Per quelle più vecchie di me che lavorano in
filanda il mal di schiena sta diventando quasi impossibile da sopportare, e il
lavoro ne risente. I sorveglianti hanno aumentato i controlli, e i rimproveri si
sentono anche sopra il frastuono delle macchine. Ho paura che questo sia solo
l’inizio di qualcosa di peggio.
Ormai piove ininterrottamente
da più di tre settimane. Il fiume è al limite e le case vicine sono in
pericolo. Le famiglie che vivono in prossimità del fiume sono molto spaventate.
Se continua la pioggia dovranno abbandonare la loro casa e non sanno dove
andare. I vecchi raccontano le ultime piene dei loro ricordi, e sembra vogliano
aumentare l’ansia e l’angoscia che già tutti proviamo. Le strade sono
impraticabili e si viaggia solo con i carri. I cavalli affondano nel fango con
tutto lo zoccolo e le ruote devono pesare tonnellate per quelle povere bestie.
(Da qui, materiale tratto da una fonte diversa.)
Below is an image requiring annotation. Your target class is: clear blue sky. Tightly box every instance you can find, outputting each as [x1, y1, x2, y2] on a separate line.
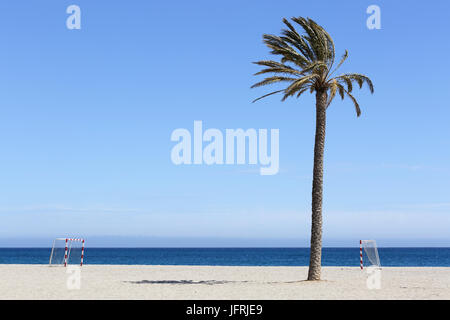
[0, 1, 449, 247]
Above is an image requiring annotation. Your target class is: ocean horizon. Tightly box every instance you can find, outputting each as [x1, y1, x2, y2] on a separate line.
[1, 247, 449, 267]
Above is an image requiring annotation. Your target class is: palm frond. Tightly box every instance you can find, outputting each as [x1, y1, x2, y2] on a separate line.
[336, 82, 345, 100]
[281, 18, 315, 62]
[251, 76, 297, 89]
[254, 66, 302, 77]
[328, 50, 348, 77]
[296, 87, 310, 98]
[252, 89, 285, 103]
[327, 79, 338, 107]
[282, 74, 318, 101]
[308, 18, 335, 66]
[335, 73, 374, 93]
[335, 83, 361, 116]
[263, 34, 309, 68]
[290, 17, 321, 60]
[336, 75, 353, 93]
[253, 60, 290, 68]
[343, 88, 361, 117]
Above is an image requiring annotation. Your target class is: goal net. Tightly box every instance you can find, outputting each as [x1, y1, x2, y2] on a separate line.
[49, 238, 85, 266]
[360, 240, 381, 269]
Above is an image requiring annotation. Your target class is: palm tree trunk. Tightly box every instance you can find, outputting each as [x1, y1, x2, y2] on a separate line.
[307, 89, 327, 281]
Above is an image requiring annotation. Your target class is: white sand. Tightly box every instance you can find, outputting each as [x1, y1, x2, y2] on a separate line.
[0, 265, 448, 299]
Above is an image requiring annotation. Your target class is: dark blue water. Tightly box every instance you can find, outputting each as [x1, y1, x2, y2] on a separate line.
[0, 248, 448, 266]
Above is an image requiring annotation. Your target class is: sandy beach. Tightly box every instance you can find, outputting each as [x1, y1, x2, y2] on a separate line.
[0, 265, 448, 300]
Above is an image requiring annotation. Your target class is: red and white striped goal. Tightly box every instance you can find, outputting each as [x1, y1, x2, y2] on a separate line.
[49, 238, 85, 267]
[360, 239, 381, 270]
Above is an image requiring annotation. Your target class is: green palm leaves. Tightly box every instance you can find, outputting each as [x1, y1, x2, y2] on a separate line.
[252, 17, 374, 116]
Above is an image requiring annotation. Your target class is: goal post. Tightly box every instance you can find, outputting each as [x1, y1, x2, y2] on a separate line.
[360, 240, 381, 270]
[49, 238, 85, 266]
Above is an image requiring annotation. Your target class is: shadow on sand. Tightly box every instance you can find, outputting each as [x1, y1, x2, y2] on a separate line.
[124, 280, 250, 285]
[124, 279, 314, 285]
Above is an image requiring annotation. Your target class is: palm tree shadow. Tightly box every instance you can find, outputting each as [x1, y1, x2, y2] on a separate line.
[125, 279, 328, 285]
[124, 280, 250, 285]
[266, 280, 330, 284]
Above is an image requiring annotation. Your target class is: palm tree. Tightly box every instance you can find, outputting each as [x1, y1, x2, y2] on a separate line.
[252, 17, 374, 280]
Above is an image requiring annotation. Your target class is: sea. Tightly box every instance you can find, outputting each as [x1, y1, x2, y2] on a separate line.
[0, 247, 449, 266]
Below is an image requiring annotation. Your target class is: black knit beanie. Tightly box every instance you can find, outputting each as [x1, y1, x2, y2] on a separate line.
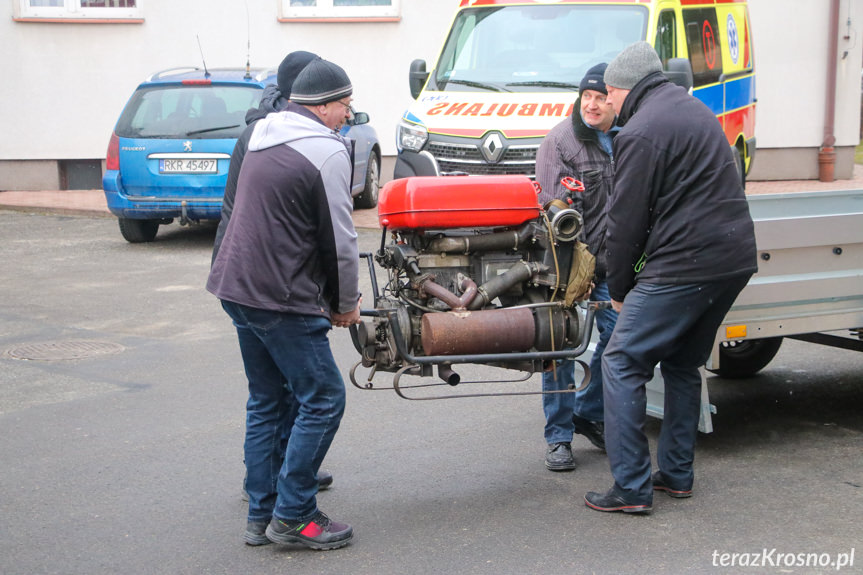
[289, 58, 353, 105]
[277, 50, 319, 98]
[579, 62, 608, 95]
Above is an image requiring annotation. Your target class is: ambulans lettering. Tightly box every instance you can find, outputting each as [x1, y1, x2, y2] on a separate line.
[444, 103, 469, 116]
[481, 103, 498, 116]
[426, 101, 570, 118]
[539, 103, 566, 117]
[427, 102, 449, 115]
[497, 104, 517, 117]
[519, 103, 537, 116]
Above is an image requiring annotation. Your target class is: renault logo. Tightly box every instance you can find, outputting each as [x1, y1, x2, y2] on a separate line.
[183, 141, 193, 152]
[480, 133, 504, 163]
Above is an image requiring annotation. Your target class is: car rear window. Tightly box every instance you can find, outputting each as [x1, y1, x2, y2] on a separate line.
[114, 84, 264, 139]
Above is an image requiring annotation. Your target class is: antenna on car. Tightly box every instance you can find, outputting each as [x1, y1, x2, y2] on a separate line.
[244, 0, 252, 79]
[196, 35, 210, 78]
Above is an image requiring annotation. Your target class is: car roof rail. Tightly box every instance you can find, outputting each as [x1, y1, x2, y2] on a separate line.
[146, 67, 202, 82]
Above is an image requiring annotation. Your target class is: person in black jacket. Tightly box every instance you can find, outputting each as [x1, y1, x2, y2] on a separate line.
[211, 50, 318, 264]
[583, 42, 757, 514]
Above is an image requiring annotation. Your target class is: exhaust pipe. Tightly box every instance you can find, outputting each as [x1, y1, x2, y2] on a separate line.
[438, 365, 461, 386]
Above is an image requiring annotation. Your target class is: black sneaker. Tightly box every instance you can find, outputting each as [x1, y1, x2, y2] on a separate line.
[242, 469, 334, 502]
[652, 471, 693, 499]
[584, 488, 652, 514]
[265, 511, 353, 550]
[318, 470, 334, 490]
[572, 415, 605, 451]
[545, 442, 576, 471]
[244, 520, 271, 546]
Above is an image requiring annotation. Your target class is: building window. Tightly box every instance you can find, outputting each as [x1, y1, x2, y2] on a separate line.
[280, 0, 399, 20]
[14, 0, 142, 20]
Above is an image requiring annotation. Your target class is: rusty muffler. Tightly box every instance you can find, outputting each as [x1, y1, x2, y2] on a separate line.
[421, 308, 535, 356]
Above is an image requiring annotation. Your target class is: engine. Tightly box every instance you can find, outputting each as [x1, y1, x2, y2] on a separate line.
[350, 175, 600, 398]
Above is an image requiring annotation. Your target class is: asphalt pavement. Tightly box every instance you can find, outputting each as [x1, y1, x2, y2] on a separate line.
[0, 208, 861, 575]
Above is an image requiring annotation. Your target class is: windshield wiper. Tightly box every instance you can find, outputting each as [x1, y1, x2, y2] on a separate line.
[505, 81, 580, 91]
[186, 124, 241, 136]
[443, 79, 510, 92]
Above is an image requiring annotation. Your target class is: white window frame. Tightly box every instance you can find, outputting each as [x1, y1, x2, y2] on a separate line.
[14, 0, 143, 21]
[279, 0, 399, 21]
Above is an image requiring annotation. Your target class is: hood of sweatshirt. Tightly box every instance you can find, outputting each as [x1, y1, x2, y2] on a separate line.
[248, 101, 350, 154]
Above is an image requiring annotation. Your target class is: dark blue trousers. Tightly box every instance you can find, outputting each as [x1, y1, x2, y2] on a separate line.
[221, 300, 345, 523]
[601, 276, 751, 503]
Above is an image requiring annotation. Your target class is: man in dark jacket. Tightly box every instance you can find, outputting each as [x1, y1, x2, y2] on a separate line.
[584, 42, 757, 514]
[211, 50, 318, 264]
[535, 62, 618, 472]
[208, 58, 360, 549]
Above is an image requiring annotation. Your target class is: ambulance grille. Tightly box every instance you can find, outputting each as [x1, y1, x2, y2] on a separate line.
[427, 142, 538, 177]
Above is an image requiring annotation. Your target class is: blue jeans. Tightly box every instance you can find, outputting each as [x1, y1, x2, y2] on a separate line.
[542, 281, 618, 444]
[221, 300, 346, 523]
[601, 277, 751, 503]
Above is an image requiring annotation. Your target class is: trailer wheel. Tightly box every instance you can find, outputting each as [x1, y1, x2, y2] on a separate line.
[710, 337, 783, 378]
Andare al lavoro è diventata
un’impresa. Bisogna alzarsi molto prima, aspettare che passi il carro che ci
porta alla fabbrica.
Inutile dire che l’umore è il
peggiore che si possa immaginare. Nessuno ha voglia di scherzare o di ridere e,
durante la pausa, vedo facce lunghe e preoccupate. Negli uffici non è che il
clima sia diverso e c’è una preoccupazione in più.
Alberto ha sentito dire che
il signor Cesare si è ammalato e che da alcuni giorni non si alza dal letto.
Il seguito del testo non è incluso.